The New York Times Wine Writer Frank Prial Dies at 82
I was saddened to read of the death at 82 – not so old by today’s standards – of Frank J. Prial, who served as wine critic of The New York Times starting in 1972, at the birth of modern wine journalism, continuing with a break or two for 30 years or so before retiring in 2002.
Remembering Frank Prial
I’ve felt a particular affection for Frank Prial, perhaps because he came up through the ranks as a general news reporter before adding wine writing to his portfolio. I would more or less follow this path myself, on a much less imposing level, a decade later when I added wine writing to my duties as news reporter at The Louisville Times starting in the early ’80s. In those days, and later, I looked up to Prial – along with British scribe Hugh Johnson and Bon Appetit‘s Hank Rubin – as models for my own approach to wine journalism; and that affection continued even after Robert M. Parker Jr. and the slick-paper incarnation of Wine Spectator came along later and brought a different approach to wine reporting.

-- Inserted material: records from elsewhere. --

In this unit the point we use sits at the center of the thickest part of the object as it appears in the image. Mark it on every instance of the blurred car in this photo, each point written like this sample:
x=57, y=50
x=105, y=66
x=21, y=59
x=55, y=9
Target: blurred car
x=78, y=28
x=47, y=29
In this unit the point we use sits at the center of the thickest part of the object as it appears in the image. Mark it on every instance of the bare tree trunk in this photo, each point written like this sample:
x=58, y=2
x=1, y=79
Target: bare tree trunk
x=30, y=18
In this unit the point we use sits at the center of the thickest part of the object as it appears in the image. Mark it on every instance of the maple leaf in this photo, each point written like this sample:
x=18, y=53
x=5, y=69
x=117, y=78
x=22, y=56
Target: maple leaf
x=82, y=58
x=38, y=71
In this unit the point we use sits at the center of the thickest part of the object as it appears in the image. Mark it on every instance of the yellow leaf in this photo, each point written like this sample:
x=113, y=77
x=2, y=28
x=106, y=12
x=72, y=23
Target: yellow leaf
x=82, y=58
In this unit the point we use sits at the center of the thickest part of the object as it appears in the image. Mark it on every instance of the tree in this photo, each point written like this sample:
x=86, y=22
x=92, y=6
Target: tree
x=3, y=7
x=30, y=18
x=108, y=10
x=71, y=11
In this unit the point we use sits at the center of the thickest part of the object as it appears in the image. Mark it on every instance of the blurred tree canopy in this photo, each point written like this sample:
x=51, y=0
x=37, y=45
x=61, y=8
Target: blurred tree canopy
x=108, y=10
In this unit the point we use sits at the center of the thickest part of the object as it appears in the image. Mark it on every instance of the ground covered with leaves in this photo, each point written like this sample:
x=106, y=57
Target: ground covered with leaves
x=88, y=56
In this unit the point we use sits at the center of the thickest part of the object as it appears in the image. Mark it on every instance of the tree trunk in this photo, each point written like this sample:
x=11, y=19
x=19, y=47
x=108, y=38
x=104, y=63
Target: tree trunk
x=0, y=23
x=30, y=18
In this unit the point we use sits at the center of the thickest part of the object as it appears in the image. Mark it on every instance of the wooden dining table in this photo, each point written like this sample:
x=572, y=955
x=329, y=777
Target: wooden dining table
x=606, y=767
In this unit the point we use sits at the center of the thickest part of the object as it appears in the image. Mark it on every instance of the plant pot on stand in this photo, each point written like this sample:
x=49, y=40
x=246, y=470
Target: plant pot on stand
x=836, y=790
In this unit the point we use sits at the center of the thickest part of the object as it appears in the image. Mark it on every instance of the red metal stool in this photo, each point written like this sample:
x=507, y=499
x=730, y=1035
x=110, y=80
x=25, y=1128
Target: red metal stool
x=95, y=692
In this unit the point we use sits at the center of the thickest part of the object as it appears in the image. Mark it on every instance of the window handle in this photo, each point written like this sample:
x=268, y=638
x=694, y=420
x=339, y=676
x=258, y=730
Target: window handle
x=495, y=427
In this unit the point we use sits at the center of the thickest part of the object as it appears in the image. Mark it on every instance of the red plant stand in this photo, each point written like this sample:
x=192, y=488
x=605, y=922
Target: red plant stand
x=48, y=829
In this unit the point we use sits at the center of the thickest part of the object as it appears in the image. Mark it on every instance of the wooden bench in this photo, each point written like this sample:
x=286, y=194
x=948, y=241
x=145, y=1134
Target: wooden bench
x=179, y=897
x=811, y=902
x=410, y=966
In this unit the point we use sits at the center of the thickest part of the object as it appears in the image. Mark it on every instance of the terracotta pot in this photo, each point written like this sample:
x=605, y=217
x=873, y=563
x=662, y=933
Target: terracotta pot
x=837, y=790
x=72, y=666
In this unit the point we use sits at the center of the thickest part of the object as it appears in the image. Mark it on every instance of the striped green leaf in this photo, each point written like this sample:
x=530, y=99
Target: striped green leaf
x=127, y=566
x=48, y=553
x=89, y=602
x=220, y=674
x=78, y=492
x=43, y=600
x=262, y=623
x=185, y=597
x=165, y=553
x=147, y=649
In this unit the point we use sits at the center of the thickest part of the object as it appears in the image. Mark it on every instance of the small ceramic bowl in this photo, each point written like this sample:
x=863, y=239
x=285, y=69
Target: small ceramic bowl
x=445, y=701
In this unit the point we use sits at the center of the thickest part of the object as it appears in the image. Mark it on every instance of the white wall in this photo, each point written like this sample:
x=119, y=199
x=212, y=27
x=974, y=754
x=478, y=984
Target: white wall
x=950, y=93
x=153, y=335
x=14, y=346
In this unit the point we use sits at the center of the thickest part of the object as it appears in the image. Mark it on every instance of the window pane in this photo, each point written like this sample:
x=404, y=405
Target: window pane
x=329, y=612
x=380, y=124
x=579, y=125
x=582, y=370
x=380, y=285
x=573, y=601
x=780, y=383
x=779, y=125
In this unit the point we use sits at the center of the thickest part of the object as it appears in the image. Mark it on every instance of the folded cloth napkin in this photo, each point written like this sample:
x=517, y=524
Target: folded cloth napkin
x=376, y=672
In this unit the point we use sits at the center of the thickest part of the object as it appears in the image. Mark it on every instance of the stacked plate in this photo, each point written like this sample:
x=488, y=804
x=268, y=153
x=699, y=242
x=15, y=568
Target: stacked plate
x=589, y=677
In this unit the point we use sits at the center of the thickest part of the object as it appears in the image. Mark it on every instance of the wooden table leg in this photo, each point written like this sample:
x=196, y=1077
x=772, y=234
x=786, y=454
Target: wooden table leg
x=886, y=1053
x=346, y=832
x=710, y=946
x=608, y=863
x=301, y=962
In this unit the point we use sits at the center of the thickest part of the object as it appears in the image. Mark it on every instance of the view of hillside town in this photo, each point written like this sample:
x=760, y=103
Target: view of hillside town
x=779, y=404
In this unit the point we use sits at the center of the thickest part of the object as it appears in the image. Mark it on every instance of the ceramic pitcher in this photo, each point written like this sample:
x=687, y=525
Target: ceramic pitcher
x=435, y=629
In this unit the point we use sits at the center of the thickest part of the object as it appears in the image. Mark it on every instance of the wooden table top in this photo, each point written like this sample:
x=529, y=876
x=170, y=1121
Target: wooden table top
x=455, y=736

Eric Asimov, who now sits at Prial’s wine desk at The Times and who also does wine writing the journalist’s way, wrote this obituary in Wednesday’s newspaper.
For a little sample of Frank’s style, here’s an article Frank Prial wrote in 2008, telling of a memorable meal at Taillevent in Paris on the occasion of the death of Jean-Claude Vrinat, the famed restaurant’s owner and director. I share it not because it’s head-and-shoulders above the rest of his writing but because it’s the kind of wine reporting that Frank Prial did routinely.
Rest in peace, Frank Prial. May choirs of angels bearing crystal stemware filled with fine and rare Burgundy and Bordeaux sing you to your rest.